Hacker News new | ask | show | jobs
by aifer4 1046 days ago
You're right, that iterative methods may be linear in time with respect to the number of parameters. In this paper, we provide a method which is linear in time with respect to the dimension (d) of the vector (x) we are solving for in the equation A x = b. The number of parameters is d^2 + d, as there are d^2 parameters for the matrix A and d for the vector b. Gradient descent would require a matrix-vector multiplication just to compute the gradient, which is already O(d^2).
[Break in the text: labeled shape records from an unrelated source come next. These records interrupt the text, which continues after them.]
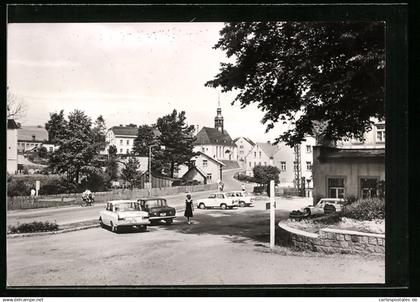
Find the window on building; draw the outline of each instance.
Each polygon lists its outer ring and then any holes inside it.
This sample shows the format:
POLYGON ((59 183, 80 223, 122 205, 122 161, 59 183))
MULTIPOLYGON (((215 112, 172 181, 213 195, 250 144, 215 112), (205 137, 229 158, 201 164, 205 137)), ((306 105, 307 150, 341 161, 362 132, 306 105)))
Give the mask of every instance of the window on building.
POLYGON ((286 162, 285 161, 280 162, 280 170, 281 171, 286 171, 286 162))
POLYGON ((362 198, 377 197, 378 180, 379 180, 379 177, 360 178, 360 196, 362 198))
POLYGON ((385 142, 385 124, 376 125, 376 142, 377 143, 385 142))
POLYGON ((344 198, 344 177, 328 178, 328 197, 344 198))

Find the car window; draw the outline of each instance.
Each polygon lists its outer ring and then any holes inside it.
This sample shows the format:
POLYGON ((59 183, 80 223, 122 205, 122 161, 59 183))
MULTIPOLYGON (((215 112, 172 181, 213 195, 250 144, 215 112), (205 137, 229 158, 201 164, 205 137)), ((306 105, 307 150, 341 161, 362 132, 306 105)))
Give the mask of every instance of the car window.
POLYGON ((140 211, 140 206, 137 202, 125 202, 120 203, 118 207, 115 207, 115 210, 120 212, 140 211))
POLYGON ((160 206, 159 205, 159 200, 156 200, 156 199, 146 200, 145 206, 146 206, 146 208, 159 207, 160 206))

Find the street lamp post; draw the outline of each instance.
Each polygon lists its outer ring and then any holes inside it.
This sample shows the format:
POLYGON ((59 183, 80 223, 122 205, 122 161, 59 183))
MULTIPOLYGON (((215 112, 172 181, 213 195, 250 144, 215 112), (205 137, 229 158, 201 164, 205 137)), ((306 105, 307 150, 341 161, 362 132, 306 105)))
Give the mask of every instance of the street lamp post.
POLYGON ((149 146, 149 196, 152 194, 152 148, 158 147, 159 145, 149 146))

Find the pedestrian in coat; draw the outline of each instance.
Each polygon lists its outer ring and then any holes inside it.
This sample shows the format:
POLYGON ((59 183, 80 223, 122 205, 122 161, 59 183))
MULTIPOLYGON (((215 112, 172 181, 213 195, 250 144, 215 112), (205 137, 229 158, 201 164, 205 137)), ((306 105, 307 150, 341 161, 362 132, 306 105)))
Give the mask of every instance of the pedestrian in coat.
POLYGON ((187 223, 191 224, 191 217, 193 217, 193 201, 190 194, 187 194, 187 198, 185 199, 185 212, 184 216, 187 218, 187 223))

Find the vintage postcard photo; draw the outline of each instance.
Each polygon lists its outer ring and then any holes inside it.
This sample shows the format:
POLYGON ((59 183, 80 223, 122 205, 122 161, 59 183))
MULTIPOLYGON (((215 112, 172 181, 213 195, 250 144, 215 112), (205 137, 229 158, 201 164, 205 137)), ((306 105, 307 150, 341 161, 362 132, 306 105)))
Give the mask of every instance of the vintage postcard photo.
POLYGON ((7 286, 385 283, 385 22, 7 25, 7 286))

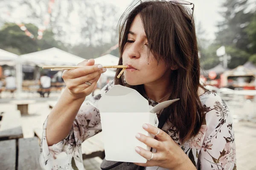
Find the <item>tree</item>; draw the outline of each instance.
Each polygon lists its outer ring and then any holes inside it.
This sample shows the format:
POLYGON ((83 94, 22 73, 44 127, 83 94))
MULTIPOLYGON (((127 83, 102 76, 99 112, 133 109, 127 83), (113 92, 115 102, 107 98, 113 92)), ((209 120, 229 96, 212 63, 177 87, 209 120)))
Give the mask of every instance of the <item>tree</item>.
POLYGON ((231 57, 228 65, 230 68, 244 64, 250 55, 250 38, 246 30, 253 13, 248 11, 249 5, 248 0, 226 0, 222 4, 221 14, 224 20, 217 25, 215 43, 226 47, 227 53, 231 57))
POLYGON ((208 70, 215 67, 220 63, 219 57, 216 54, 216 51, 220 45, 212 43, 201 51, 200 63, 202 68, 208 70))
POLYGON ((1 12, 7 14, 0 16, 0 22, 29 23, 43 28, 49 17, 47 28, 57 39, 72 45, 104 44, 115 37, 118 16, 113 5, 99 0, 55 0, 49 12, 49 1, 2 0, 1 12))
MULTIPOLYGON (((38 28, 32 24, 26 24, 25 26, 36 37, 38 28)), ((44 38, 41 40, 26 36, 14 23, 6 23, 0 30, 0 48, 11 50, 12 52, 17 54, 30 53, 52 47, 66 49, 61 42, 54 39, 54 34, 51 30, 44 31, 44 38)))
POLYGON ((250 53, 252 55, 250 60, 256 64, 256 11, 252 18, 252 21, 246 29, 248 34, 250 44, 249 45, 250 53))

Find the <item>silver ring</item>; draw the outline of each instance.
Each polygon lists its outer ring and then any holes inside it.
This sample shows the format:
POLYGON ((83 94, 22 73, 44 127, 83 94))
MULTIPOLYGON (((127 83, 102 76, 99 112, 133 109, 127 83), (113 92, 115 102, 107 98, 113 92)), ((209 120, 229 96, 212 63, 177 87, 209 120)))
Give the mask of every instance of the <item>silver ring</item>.
POLYGON ((156 134, 154 135, 155 136, 157 136, 157 135, 158 135, 160 133, 160 129, 158 128, 158 131, 157 132, 157 134, 156 134))
POLYGON ((88 85, 91 85, 92 84, 88 82, 85 82, 84 83, 88 85))
POLYGON ((154 153, 153 153, 153 152, 151 152, 151 158, 150 158, 149 159, 148 159, 148 161, 150 161, 151 160, 153 159, 153 158, 154 157, 154 153))

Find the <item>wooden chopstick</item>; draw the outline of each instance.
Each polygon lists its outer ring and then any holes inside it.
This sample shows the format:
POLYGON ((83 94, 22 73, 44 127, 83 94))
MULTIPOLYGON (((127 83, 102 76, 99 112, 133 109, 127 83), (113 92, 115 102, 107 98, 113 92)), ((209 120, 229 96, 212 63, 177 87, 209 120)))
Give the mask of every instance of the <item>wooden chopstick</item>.
MULTIPOLYGON (((52 71, 58 71, 58 70, 71 70, 74 68, 79 68, 80 67, 84 67, 83 65, 44 65, 42 67, 43 69, 50 69, 52 71)), ((103 66, 103 68, 127 68, 127 66, 125 65, 109 65, 109 66, 103 66)))

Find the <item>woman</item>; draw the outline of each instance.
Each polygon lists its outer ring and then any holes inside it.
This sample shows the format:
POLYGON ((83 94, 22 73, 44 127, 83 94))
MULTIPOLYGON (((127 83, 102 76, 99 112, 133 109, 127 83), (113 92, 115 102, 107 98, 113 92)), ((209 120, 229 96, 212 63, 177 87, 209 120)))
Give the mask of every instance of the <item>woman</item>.
MULTIPOLYGON (((154 149, 134 148, 149 161, 133 164, 134 169, 235 169, 231 115, 220 97, 200 85, 194 23, 179 2, 142 2, 123 15, 119 64, 129 68, 94 99, 117 84, 136 89, 153 106, 180 99, 157 113, 161 130, 142 125, 157 135, 136 135, 154 149)), ((93 60, 79 65, 84 67, 63 73, 67 88, 44 125, 41 163, 46 169, 83 169, 81 143, 101 130, 99 110, 84 100, 106 69, 93 60)))

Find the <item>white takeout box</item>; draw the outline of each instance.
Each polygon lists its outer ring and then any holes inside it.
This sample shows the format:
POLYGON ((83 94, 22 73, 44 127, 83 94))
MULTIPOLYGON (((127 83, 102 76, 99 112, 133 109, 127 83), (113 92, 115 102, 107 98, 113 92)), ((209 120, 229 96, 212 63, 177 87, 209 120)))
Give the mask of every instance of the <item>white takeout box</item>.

You make an important point, regarding the compilation. In this case, we are talking about the time it takes to upload the matrix A and vector b to the hardware. This requires O(d^2) numbers to be updated, but assuming it is done in parallel it could be done in O(d) time, and the coefficient of this scaling is independent of the physical parameters of the analog hardware. For this reason, in the analysis of the algorithm, we are generally ignoring the time to update the parameters, as is clarified in the Methods section.

1 comments

OK, got it. I think what you're describing is Gradient Descent on the Normal Equations to solve an overdetermined linear system. Indeed in such a system dim(x) == dim(b) == d. Matrix A is fixed though and not part of the estimation but you're correct about the complexity of gradient computation which is indeed O(d^2).

Thanks for the clarification of the uploading / compilation step.